Significant scope remains for strengthening human rights and decent work in global supply chains

Many of the existing policy tools are still not sufficiently known or implemented by governments, while the voluntary implementation of global standards of RBC by companies also remains weak. As a result, serious human rights abuses are still present across global supply chains.

There is an increasing expectation that governments support the implementation of international standards through policies involving a mix of voluntary and mandatory, domestic and international measures. The COVID-19 crisis is having unprecedented impacts on workers and on companies’ own operations or in their supply chains, highlighting the need to protect human rights and decent work as business and government responses to the crisis continue to intensify. For a company, observing RBC standards and implementing due diligence in its response to the COVD-19 crisis will help ensure that its business decisions avoid and address potential adverse impacts on people and the planet, includ­ing in its supply chain.

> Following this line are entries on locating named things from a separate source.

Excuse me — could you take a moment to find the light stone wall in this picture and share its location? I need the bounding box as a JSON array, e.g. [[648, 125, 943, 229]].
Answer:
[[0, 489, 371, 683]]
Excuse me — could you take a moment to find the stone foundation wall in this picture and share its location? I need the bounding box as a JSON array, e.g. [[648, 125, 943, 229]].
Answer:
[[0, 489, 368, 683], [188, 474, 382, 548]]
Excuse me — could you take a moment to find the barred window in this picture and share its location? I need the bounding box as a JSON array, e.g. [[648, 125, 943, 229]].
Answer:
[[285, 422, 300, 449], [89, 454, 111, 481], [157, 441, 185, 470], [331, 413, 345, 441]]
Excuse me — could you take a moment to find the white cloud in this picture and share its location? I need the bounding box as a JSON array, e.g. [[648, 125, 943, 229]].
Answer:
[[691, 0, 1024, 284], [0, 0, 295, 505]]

For governments, ensuring that their response to the COVID-19 crisis is guided by RBC standards is essential to ensure that measures do not exacerbate the adverse socio-economic impacts of the crisis, but rather incentivise companies to mitigate any potential harms and maximise the positive impacts of their response.

Government measures on RBC should be reflected in trade agreements, public procurement policies, development aid and export finance, but they can also serve as a standard to condition government support to businesses in response to the COVID-19 crisis, so that benefits are not creating further negative impacts nor being abused. EU governments should also ensure that their National Contact Points (NCPs) effectively provide secure non-judicial avenues to raise complaints against irresponsible business practices.

„Just re-igniting productivity growth will not be enough as productivity gains do not necessarily translate into improvements in living standards. A good set of European and national policies can help ensure that they do. “

Mandatory due diligence expectations

With this in mind, it may be time for the EU to consider introducing stronger incentives, including regulation requiring companies to carry out due diligence.

If introduced, mandatory regulation should align with standards like the OECD Due Diligence Guidance for RBC. This would contribute to a level playing field and help companies to streamline cross-border processes and avoid conflicting laws and unnecessary compliance costs. Furthermore, RBC and due diligence in global supply chains is inherently connected to appropriate environmental protection, which could drive a “just transition” and support the vision for a European Green Deal.

The OECD will continue to provide its expertise to support Germany and the EU in leading global efforts to promote RBC, human rights and decent work in global supply chains.